The error file

The secpolgenerate utility provides the file /dev/secpolgenerate/errors to help you debug broken systems.

If you run a system with a security policy and rules are missing from it, some parts might not work. To help you troubleshoot, secpolgenerate captures errors in the file /dev/secpolgenerate/errors. For example, if you try to run io-audio with the type random_t, a type that accounts for the needs of the random process, /dev/secpolgenerate/errors contains the following entry:

allow random_t self:ability {
    io
};

This error indicates that the process running as type random_t is missing the io ability.

The secpolgenerate utility also detects if a process uses an unregistered sigevent. (See sigevent and MsgRegisterEvent() in the C Library Reference.) The use of unregistered events is a potential security problem.
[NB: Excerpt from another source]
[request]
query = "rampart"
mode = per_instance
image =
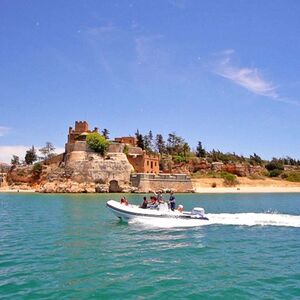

The secpolgenerate utility reports up to 10 unregistered events per process.

What you do with the error information is up to you. If whatever failed is something that should have worked, you can update your policy to allow it (for example, give random_t the io ability). Or, as in this case, the failure indicates something else is wrong: io-audio is running with the wrong type. In other cases, you can simply ignore the error.

If the system is more fundamentally broken and you cannot even access /dev/secpolgenerate/errors, you can also run secpolgenerate with the option -v. This option configures secpolgenerate to output errors to stderr, which allows you to see the errors even if the system does not boot sufficiently to access them by other means.